You can read more at ssd.eff.org or prism-break.org.


* I can't find a source; let me know if you have one.

** Unfortunately not well enough to be robust to modern technology...

*** I thought this was a particularly hard-hitting one, though.

**** And here is the flyer Matt and I made to hand out. It is in the public domain so please use it however you like. You can email me for the svg files.

Monday, February 27, 2017

behavioral economics in the news

Or at least in the newspaper.

More accurately: Having five cats allows you to have cat companionship about two-thirds of the time*. Corollary: More than five cats are necessary to maximize your cat companionship potential :)

Actually, does this all-too-common statistical error even have a name? Surely the psychologists have named it.

Hat tip to my mom. (Obviously - who else would email me newspaper clippings of terrible cat jokes?)


* Assuming cats' desire for companionship is independently distributed, which isn't true but innocuous enough as these things go...

Sunday, January 29, 2017

biggest unanswered question

I'd like to hear people's answers from other fields and from a variety of economic subfields as well. Go, mysterious meme powers...

My answer for economics generally and behavioral economics specifically is exactly Tyler's: "culture".
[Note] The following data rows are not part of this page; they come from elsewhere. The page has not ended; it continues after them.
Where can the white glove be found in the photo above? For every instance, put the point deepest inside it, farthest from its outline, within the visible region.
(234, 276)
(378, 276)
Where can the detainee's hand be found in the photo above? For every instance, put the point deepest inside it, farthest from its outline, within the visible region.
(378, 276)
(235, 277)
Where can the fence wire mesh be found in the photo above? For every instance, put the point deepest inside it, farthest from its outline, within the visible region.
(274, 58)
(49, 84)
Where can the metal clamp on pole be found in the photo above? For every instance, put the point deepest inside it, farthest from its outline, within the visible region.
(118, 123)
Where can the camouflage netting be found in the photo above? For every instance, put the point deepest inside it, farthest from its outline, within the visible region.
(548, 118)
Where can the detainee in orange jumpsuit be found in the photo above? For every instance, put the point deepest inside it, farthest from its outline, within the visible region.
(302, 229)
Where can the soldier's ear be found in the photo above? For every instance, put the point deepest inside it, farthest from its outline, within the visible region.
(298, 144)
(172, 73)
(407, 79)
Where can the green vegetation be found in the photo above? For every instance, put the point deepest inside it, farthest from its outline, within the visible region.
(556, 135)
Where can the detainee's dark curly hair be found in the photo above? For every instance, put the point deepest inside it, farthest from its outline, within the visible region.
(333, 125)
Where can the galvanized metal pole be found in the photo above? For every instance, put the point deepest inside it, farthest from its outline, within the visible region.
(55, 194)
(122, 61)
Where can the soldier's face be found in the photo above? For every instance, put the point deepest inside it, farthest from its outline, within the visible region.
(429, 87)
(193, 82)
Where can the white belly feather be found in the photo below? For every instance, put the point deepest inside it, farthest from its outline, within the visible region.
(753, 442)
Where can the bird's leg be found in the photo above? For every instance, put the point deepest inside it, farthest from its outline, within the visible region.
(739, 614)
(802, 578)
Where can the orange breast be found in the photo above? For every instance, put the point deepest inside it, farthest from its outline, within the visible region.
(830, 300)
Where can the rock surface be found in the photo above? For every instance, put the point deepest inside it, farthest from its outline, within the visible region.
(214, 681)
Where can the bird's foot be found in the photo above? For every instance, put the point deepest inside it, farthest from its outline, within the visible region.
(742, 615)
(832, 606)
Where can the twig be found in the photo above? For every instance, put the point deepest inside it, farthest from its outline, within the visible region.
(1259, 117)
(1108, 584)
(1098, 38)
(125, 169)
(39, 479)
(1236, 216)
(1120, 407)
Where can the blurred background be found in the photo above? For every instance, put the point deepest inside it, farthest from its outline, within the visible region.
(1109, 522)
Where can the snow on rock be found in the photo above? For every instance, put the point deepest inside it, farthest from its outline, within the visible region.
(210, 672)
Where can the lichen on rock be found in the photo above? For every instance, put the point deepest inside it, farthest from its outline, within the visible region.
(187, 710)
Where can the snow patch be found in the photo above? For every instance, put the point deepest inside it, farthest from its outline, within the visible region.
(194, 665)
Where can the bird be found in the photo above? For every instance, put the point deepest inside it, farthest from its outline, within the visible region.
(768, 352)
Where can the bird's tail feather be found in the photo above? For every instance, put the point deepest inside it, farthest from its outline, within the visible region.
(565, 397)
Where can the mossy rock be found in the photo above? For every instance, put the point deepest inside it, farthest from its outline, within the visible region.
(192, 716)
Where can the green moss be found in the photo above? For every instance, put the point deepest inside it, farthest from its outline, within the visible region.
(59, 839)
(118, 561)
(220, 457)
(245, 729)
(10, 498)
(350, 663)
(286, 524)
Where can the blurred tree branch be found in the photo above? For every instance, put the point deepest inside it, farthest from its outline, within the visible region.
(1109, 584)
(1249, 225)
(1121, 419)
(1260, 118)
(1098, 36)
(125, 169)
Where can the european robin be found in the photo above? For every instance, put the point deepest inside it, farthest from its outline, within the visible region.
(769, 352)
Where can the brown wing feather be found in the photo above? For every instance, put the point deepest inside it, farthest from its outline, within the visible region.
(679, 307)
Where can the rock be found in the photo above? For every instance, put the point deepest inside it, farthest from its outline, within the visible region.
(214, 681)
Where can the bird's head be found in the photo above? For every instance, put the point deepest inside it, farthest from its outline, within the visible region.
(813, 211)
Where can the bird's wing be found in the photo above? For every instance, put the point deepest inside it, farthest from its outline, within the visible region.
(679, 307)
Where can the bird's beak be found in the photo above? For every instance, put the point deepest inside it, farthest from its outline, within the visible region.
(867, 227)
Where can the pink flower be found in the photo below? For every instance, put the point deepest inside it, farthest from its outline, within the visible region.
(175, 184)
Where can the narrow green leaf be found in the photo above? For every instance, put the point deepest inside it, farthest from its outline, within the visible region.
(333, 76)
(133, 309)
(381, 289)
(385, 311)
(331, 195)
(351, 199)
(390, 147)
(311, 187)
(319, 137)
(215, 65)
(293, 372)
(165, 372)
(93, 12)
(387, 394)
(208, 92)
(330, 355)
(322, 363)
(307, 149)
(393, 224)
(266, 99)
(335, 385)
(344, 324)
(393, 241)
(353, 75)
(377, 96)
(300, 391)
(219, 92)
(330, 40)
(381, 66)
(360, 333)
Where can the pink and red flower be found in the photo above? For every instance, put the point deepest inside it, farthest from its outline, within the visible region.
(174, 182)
To try to be slightly more specific: I basically see cultures as collections of norms and methods of norm enforcement.  There are various types of norms (but note that particular norms do not often fall clearly into exactly one bucket):

  1. Coordination norms, like which side of the street to drive on, are fairly well understood both in origin and enforcement (i.e. self-enforcing).
  2. Social enforcement of norms that provide public goods (e.g. littering) is getting to be fairly well understood. But which public goods are provided by norms and how this comes to be is utterly mysterious and of utmost importance. There are lots of pieces of the puzzle identified but not put together at all.
  3. Norms for division of goods (splitting the pie) is a sort of subcase of #2 but it's a weird area of study because these are some of the simplest and most universal norms yet the theories (e.g. Binmore's) of them are some of the most complex. It's really really interesting, but almost overkill.
  4. There are also many norms that are better described as heuristics for dealing with uncertainty and limited information (don't pick up hitchhikers; eat breakfast), and I don't think the selection and enforcement of these norms is at all well understood, nor given serious attention. I'm sure most are written off as individual heuristics, but the degree of social enforcement and arbitariness suggest to me something more is going on that just judgmentally inferring bad things about other people from their stupid decisions. I could be wrong. At the very least, the individual motivations for adhering to these norms are closely related to individual motivations for adhering to cooperative norms, so the literatures are intertwined.
  5. Lastly there are norms that are completely arbitrary, don't fit in any of the above categories, and exist solely for signaling value, like wearing ties to weddings. These are not very mysterious, in the same way that sexually selected traits are arbitrary but evolutionarily well understood.
In summary I'd say the most important and mysterious unanswered question of economics is the point from #2: which cooperative norms are chosen to be enforced and how does this come about?